Unemployed and Over 50 Need Help
Alicia H. Munnell is a columnist for MarketWatch and director of the Center for Retirement Research at Boston College.
Older individuals suffering long-term unemployment face stiff challenges to finding a job
Put together being over 50 with extended unemployment and almost 2 million older Americans may never work again in the private sector. Instead of having these people deplete all their resources and arrive in their 60s destitute, the government should establish a program to put them to work.
When the most recent employment report was released, the PBS News Hour presented a segment on a group of people over 50 who had been out of work. The participants said that employers had little interest in even talking to them. Sometimes, when applying for jobs, these older applicants deleted up to 15 years of experience from their resumes to get through the door, but as soon as the interviewers saw how old the applicants were their faces dropped and they cut the interview short. In some sense, as unfair as it sounds, this treatment is not unexpected.

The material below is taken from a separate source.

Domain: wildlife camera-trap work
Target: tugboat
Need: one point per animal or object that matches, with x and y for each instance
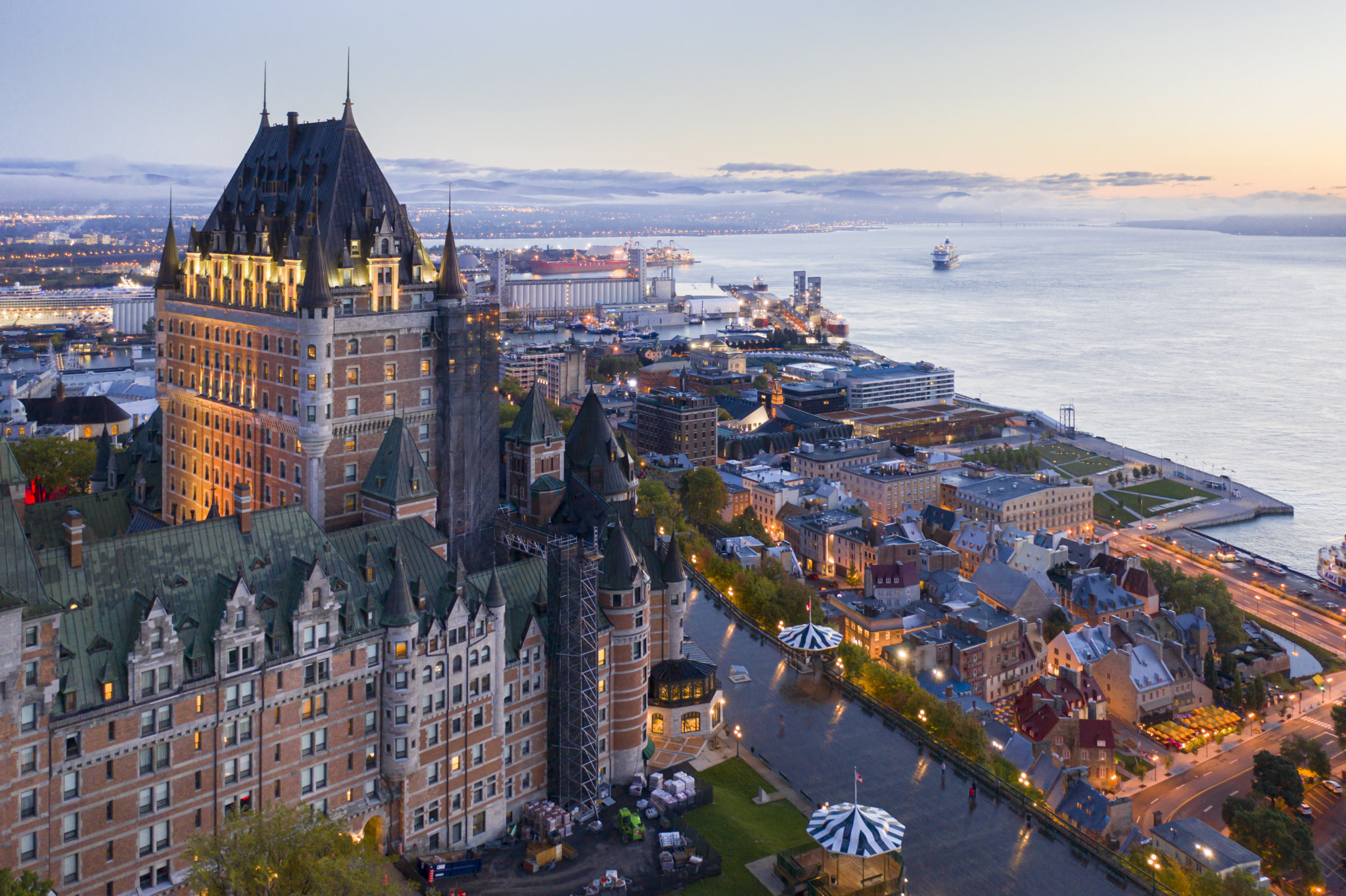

Economists, in a series of studies, have documented that older workers have a much harder time finding re-employment than their younger counterparts. Some of the explanation for the difference is that older people are less malleable – they are fully formed human beings with a specific skill set – and more difficult to fit into existing slots. Another part of the explanation may be age discrimination. Employers worry whether older people can learn new skills and they are not sure how long they will stay. Age discrimination laws may also work against older job seekers; it is illegal to lay off on the basis of age, so employers may just avoid hiring older workers in the first place.

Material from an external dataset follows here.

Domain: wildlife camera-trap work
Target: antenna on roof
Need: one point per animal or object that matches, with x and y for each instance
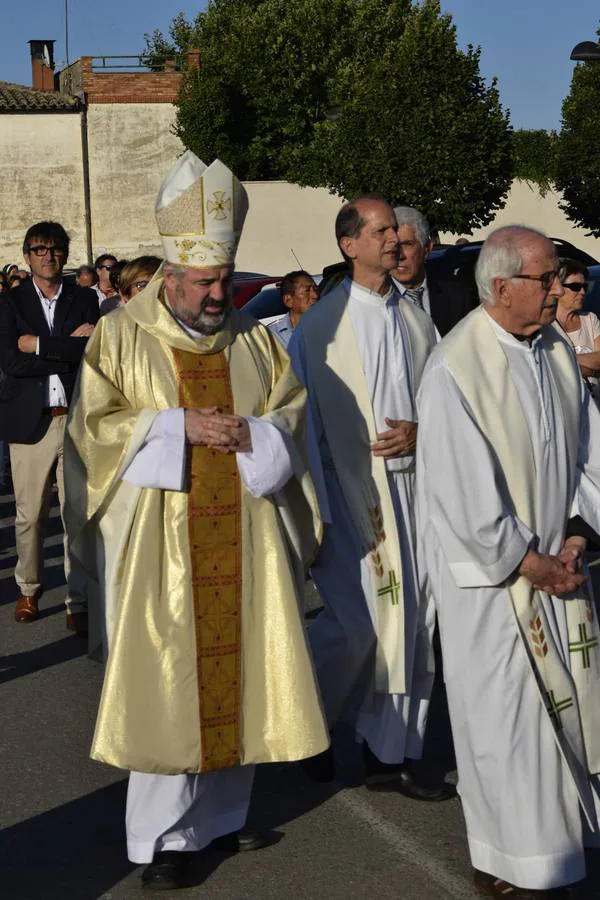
(67, 31)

Add to this mix the results of a recent study that explored the relationship between the number of weeks of unemployment and the likelihood of receiving a callback after submitting an application. The researchers submitted fictitious resumes to real online job postings in each of the largest U.S. metropolitan areas. They sent roughly 12,000 resumes to roughly 3,000 job postings in sales, customer service, administrative support and clerical job categories. They tried to make their fictitious resumes look as close as possible to real resumes posted on job boards. In some cases, the resumes showed the applicant as currently employed, in other cases as unemployed for spells of between 1 to 36 months. They found that the callback rate sharply declined during the first eight months of unemployment – from 7 percent to 4 percent – and then stabilized. This 45-percent decline compares to the results of another study where black-sounding names received 33 percent fewer callbacks than white-sounding names.

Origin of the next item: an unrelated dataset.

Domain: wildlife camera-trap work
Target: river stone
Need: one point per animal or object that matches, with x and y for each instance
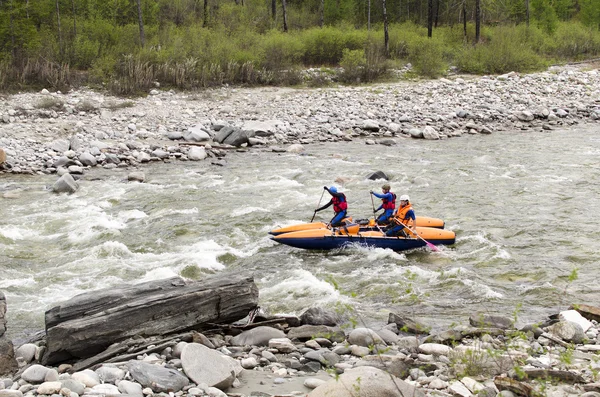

This recent study supports earlier work as well as anecdotal evidence of signs saying “unemployed need not apply.” The problem is that when the stigma of being unemployed is added to the stigma of being old, the chance of getting a job is very, very small. This outcome is not only unfair, but also wasteful from a national perspective as a substantial amount of experience and talent goes unused. Extended periods of unemployment also destroy the lives of the individuals affected. They use up their savings, they tap their 401(k)s, they sell their homes, and then they are left with nothing. And the number of older unemployed workers is large. As of 2012, almost 2 million people over 50 were unemployed for more than six months; 1.3 million for a year or more. We need a jobs corp for these individuals and we need it fast.